Cover Story: Hitting a Moving Target
"At Harlequin, we are in a unique position amongst publishers; we have a consumer brand," Lewis adds. "Maintaining our brand and continuing to build on our strong relationship with readers is very important for today and tomorrow."
Marrying a Print Focus
With a Flexible Future
Harlequin currently publishes an e-book version simultaneously with every print edition. "However," Lewis says, "the market is changing quickly, so we're always reviewing to ensure authors', readers' and Harlequin's best interests are being met"—whether through e-reader, mobile phone or personal computer.
Still, Lewis notes, print is by far the largest portion of Harlequin's business and is expected to be "for a long time." Even as the company proceeds with a massive backlist-digitizing process (approximately 2,000 backlist titles this year), the primary focus continues to be on print.
All of which is fine, Shatzkin says, as long as publishers recognize the fact that the print market is shifting.
"When you make an acquisition decision for a book that's going to be published in two years, that book will be published into a print market that will not be as robust as the print market is now," he says. "So you need to lead the target on those kind of decisions.
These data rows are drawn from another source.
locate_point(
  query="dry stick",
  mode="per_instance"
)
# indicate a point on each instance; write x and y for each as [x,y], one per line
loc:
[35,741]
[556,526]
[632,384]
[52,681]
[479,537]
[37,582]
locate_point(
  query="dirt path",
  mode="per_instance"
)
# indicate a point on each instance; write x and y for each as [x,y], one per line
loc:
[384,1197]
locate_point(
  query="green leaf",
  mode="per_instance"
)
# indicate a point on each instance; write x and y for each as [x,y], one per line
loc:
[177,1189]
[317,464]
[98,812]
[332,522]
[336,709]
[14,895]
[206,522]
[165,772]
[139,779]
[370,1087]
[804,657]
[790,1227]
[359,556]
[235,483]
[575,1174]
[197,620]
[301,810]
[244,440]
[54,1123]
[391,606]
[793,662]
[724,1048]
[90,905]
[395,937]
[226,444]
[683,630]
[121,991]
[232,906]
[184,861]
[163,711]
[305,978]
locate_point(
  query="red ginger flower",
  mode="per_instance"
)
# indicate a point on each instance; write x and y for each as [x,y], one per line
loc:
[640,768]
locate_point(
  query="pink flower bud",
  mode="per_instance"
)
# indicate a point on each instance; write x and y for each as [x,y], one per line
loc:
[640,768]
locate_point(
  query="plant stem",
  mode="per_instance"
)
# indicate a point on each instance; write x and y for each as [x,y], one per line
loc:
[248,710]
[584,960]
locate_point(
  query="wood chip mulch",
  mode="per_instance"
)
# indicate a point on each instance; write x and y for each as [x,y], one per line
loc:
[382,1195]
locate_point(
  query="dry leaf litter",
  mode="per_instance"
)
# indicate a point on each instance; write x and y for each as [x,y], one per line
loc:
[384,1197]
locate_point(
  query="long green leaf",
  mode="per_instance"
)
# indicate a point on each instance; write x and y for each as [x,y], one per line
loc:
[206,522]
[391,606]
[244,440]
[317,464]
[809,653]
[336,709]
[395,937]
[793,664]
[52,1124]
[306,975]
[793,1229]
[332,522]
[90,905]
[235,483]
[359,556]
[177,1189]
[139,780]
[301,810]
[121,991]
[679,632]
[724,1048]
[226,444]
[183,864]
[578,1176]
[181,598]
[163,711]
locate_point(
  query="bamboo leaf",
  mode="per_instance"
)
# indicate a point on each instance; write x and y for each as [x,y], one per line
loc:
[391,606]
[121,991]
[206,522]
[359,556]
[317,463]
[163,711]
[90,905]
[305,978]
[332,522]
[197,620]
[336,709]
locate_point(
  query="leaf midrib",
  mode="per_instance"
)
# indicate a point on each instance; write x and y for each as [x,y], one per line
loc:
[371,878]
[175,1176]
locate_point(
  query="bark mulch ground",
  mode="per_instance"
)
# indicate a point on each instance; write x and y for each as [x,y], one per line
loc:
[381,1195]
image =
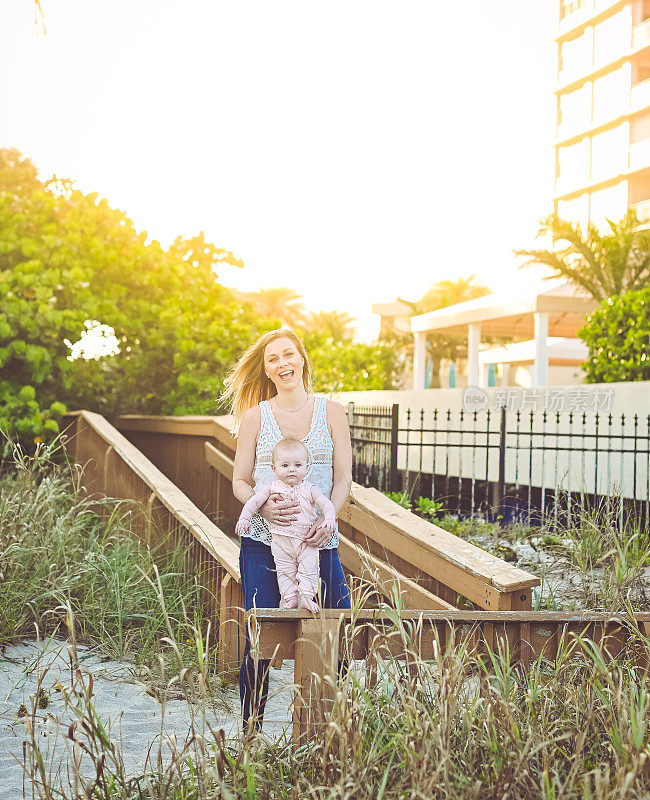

Your algorithms and models need to take into account that print is diminishing."
Some publishers remain "once bitten, twice shy" with e-books because the technology was supposed to take off in the mid-'90s, Eckler says. But recent growth in the market has made the ascendency of e-books too real to ignore. We've entered a phase, he says, where those publishers who know how to be flexible and opportunistic in the face of readership trends will be rewarded.
"Look at your production process now," Eckler says. "Even if you're not willing to swallow backlist conversion … today, you can very easily start making choices in your production process to be able to support e-fill-in-the- blank processes."